そんなタカヒロの様子を見取ったのか、ミキオはようやく腕の挿入をやめ、ゆっくりと引き抜いた。
足の拘束も外され、ミキオの手によって両足が持ち上げられる。そして息をつく間もなく広げられ尽くした孔にミキオのモノが挿入された。
「う〜ん、ちょっと広げすぎちゃったかな…じゃ今度は少し締めますか…」
独り言のようなミキオの言葉が途切れると、ミキオの指がタカヒロの首筋に触れた。
さっきまでタカヒロの中を蹂躙していたその指は次にはタカヒロの首をグッと締め付けだした。
「な…っ……」
強い力で首を締めらる。恐怖が今まで以上にタカヒロを襲う。
息が苦しい、気が遠くなりそうだ…
「おっ、やっぱりギュッと締まってきた。

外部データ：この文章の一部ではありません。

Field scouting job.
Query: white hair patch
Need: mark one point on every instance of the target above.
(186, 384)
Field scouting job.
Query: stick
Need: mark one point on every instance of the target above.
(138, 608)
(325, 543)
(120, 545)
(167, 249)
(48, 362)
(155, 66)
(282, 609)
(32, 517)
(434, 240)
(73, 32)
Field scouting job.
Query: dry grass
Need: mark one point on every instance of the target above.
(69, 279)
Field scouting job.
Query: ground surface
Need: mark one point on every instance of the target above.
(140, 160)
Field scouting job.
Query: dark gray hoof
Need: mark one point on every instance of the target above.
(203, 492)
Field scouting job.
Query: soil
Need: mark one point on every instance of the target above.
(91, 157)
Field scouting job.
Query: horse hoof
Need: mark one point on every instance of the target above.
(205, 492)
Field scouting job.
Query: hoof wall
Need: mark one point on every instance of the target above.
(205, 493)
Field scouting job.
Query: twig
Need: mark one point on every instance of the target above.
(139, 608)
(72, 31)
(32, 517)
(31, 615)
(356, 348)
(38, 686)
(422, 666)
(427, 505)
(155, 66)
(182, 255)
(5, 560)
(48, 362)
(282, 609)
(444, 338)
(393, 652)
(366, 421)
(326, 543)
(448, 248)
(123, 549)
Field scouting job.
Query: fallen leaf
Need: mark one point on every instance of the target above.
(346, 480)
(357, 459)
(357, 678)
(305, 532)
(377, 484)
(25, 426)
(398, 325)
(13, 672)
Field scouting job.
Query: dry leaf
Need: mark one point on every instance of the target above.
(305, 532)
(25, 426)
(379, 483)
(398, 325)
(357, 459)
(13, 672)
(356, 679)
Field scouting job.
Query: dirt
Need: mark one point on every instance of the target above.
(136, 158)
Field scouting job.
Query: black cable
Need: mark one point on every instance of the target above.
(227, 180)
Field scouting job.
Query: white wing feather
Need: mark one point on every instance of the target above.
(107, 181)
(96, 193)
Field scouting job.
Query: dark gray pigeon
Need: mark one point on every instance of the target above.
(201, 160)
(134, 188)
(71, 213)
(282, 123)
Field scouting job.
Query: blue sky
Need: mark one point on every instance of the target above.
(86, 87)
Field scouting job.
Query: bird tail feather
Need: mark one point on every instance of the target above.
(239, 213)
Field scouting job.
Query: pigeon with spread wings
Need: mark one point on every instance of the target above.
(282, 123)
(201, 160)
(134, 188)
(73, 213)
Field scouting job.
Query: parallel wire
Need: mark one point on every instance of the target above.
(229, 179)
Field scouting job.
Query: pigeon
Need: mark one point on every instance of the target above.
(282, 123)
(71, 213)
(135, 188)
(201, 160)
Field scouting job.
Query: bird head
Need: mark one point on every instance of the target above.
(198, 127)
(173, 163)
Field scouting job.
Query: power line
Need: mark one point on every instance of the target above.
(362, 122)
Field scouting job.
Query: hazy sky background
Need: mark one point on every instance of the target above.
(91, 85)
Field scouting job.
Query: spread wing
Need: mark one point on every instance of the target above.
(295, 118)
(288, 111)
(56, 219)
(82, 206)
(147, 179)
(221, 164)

締まり具合丁度いいな」
目隠しの先に居る男は一体どんな顔をして自分の首を締めているのだ。
自分はこの男に何故ここまでされなければならないのか…ミキオに対する憎しみよりも、そんな自分への憐憫がタカヒロの中に込み上げていた。
意識が無くなりかけ、もう殺されるのかと思った一歩手前、首から指が離された。
反動で咳き込むタカヒロの、その弄ばされた孔からはミキオの絶頂の証がドロリと流れ出ていた。

「もうそろそろ調教完了かな」
そんなミキオの呟くような言葉は、再び意識を手放しつつあるタカヒロの耳には届いていなかった。